Tuesday, March 20, 2018

Book Review: Point of Control by L.J. Sellers

Not Your Stereotypic Heroine…Or At Least, Not the Stereotype You’d Expect

It’s not a spoiler to say that Andra Bailey, FBI agent and protagonist of Point of Control is a sociopath.  It’s right there in the third sentence of the author’s synopsis.  And the reason I want to mention it is because it was a factor that made this book so enjoyable to me.

If you’re a mystery/thriller fan, you probably know a number of protagonists that fit the description of a sociopath – intelligent, risk-takers, charming but without really caring what others think.  But knowing at the outset that Bailey was one and seeing how Sellers worked that into the story was fascinating.  For example, like many thrillers, there’s a romantic element, and like many, the kiss seemed to come from nowhere.  Generally, I figured the author just glossed over the emotion to get back to the action, but with Bailey?  She was experimenting with an unexpected connection to another human.  Interesting.  There were places where I felt Sellers might have gone a bit too far, e.g., Bailey seemed to read other people’s emotional traits almost at a glance (“Bailey studied his face, looking for signs of deceptiveness, and found none. Weakness, yes. He was emotional and eager to please.”).  That ability seems well beyond charming and manipulative.  And why did she suffer from topographical disorientation (a tendency to become lost easily)?  So, she wouldn’t be a stereotypic sociopath?

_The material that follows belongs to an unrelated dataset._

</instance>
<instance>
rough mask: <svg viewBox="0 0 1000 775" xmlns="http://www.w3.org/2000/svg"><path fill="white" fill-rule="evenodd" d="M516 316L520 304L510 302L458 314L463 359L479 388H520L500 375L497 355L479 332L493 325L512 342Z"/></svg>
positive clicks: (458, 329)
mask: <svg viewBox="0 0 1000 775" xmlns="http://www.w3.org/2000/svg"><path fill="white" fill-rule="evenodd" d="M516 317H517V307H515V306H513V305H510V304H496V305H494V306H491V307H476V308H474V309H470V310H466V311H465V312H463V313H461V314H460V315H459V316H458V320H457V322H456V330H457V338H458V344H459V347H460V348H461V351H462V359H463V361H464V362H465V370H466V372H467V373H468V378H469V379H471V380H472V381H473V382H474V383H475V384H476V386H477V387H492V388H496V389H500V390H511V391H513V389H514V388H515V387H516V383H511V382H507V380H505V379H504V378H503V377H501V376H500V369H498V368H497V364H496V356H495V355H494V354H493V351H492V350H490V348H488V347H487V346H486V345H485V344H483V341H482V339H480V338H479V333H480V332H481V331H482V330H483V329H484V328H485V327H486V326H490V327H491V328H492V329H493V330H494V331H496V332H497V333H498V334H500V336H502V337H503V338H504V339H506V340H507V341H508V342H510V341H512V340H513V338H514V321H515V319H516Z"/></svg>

But Bailey’s personality aside, the book is a solid crime thriller.  The pace is good, as our heroine jets across the country chasing her suspects and sustaining herself with coffee and naps on planes.  The story is propelled in places by discoveries that seem a bit too convenient.  Why, for example, did Bailey focus on cellphone CEOs when rare earth metals are used throughout the electronics industry?  The attempt on Bailey’s life early in the book, when she was pursuing a very speculative connection between missing scientists also gave me pause.  The bad guy’s attack proved her right and would have brought in even more agents had they succeeded.  What were they thinking?  But overall, the plot flowed well.  There is also an excellent twist at the end that clarifies a few discordant threads – it’s all tied up with a bow by the time Sellers finishes the book.

Overall, I found this a thoroughly enjoyable novel, in part for the way Bailey’s personality was woven into the story, but mainly because it was just plain good story-telling.